Woodward: Amara is thousands of years old. Angels and demons arrived on Earth very early in humanity’s existence, and she’s been kicking around since then. I think, once upon a time, Amara would have been a lot more impetuous than she is in The Demon Within, and probably a lot more hedonistic and fun. But she’s shaped by tragedy, and was driven by anger and vengeance for a lot of years. By the time you meet her in The Demon Within, the years have taken their toll. She’s had a lot of time to think about the things she’s done, and she has a lot of regrets.
The Workprint: What were the most difficult and the most fun scenes to write?
Woodward: The most difficult were the middle scenes in the book with Isaac at Funland Amusement Park. I pretty much gutted and rewrote the middle of the book twice, and I just could not figure out how to keep the amusement part scenes from being draggy. I thought about killing the sequence altogether. But I think it worked out well in the end, and Isaac ended up being one of my favorite characters in the story. (The character wasn’t even in the first draft, but I love him so much. The evolution of that character was really one of my favorite parts of writing the story.)

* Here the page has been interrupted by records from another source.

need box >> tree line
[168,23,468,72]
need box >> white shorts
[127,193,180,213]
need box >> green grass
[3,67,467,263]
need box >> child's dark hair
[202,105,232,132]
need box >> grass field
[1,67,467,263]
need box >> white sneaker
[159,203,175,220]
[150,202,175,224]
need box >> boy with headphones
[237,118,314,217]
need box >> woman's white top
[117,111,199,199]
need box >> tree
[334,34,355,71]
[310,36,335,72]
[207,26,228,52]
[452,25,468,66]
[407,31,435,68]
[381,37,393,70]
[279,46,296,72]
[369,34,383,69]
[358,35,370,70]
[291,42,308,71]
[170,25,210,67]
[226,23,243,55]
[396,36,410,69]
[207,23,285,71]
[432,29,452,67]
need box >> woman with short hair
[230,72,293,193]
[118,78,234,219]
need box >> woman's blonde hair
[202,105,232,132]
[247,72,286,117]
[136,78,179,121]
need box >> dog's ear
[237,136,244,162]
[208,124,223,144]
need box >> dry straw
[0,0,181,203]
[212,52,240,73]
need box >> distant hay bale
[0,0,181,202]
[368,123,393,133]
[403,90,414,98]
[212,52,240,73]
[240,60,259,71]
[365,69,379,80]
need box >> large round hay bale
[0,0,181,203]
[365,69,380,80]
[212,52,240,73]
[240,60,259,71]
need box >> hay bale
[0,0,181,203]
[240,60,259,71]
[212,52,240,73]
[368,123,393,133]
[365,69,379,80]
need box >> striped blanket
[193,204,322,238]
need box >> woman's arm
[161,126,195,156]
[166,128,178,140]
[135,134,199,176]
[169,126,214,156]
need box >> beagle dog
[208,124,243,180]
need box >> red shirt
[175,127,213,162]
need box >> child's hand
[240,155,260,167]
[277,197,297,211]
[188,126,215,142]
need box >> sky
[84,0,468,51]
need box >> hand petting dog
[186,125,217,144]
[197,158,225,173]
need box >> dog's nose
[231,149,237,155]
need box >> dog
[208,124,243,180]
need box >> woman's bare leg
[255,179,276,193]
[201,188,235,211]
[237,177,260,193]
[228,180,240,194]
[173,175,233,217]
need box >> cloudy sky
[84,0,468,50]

The most fun scene to write, easily, was the scene down in the abandoned City Hall Subway Station. First of all, I really love abandoned places, and some of those old New York subway stations are beautiful, so I loved doing the digging to find pictures of what it looks like now. I even rode the 6 train around the loop at the downtown end of the line to see it through the window when I was visiting the city. (Do this, if you have a chance, because it’s awesome.) Plus, I got to write about cool things like jumping off of subway cars and being flayed by mechanical spiders. It was awesome!
The Workprint: Lastly I read that you are a fellow Doctor Who fan! Who would you say is your Doctor?
Woodward: The 10th Doctor or the 12th Doctor. David Tennant is definitely cuter, and he’d be the one more likely to inspire me to run through time and space in a phone box, but Capaldi broke my heart so many times with his performance. He really grew into that character and made it his own.
Thank you for the chat Beth! I am now itching to read Embracing the Demon.